Methodological strengths

Consistent with the multidisciplinary nature of CHS, faculty and students use diverse methodologies, ranging from applying statistical techniques to analyzing administrative databases or survey data, to using qualitative methods to collect primary data.

Biostatistics
CHS has several faculty members whose research focuses on biostatistics, including research on spatial and temporal models, cluster detection, small area estimation, longitudinal data analysis, generalized (general) linear mixed models, measurement errors, latent class analysis and growth mixture models, structural equation modelling (SEM), Bayesian SEM, and robust statistical methods. CHS biostatisticians are also linked to the Data Science Platform, George & Fay Yee Centre For Healthcare Innovation (Platform Director Dr.

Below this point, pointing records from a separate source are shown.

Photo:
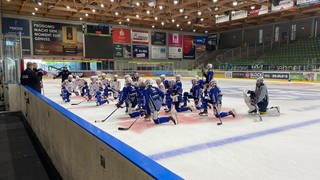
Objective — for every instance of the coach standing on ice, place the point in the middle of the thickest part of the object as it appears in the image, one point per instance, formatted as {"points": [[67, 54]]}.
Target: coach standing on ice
{"points": [[208, 74], [29, 78]]}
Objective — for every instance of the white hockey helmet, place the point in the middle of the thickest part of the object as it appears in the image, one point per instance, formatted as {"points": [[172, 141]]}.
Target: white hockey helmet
{"points": [[148, 82]]}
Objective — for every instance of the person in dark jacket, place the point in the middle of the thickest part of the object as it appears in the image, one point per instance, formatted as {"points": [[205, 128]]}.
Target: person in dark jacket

Lisa Lix).  The Data Science Platform in the Centre for Healthcare Innovation also houses the Biostatistical Consulting Group (Lead, Dr. Depeng Jiang), Computational Biology, the Bioinformatics Group, and the Clinical Research Data Group. The Platform facilitates the development, management, linkage, analysis, and visualisation of clinical, administrative, and other data resources for patient– oriented research. The Data Science platform works in close collaboration with the Manitoba Centre for Health Policy to achieve its three-fold mandate of research, collaboration, and training.

Qualitative methods
Qualitative methods have been an integral part of CHS since the graduate program was first developed in the 1980s, consistent with the vision to merge the health sciences with the social sciences, as applied to health, in one department. In the last few years, the hiring of new faculty members and the merging of faculty members from the former Department of Family Social Sciences into CHS, has substantially increased the expertise in qualitative methods. With this additional capacity, the qualitative courses will be restructured in the coming year, in order to provide students with a full range of training in qualitative methods, ranging from an introductory course to more advanced qualitative methods courses.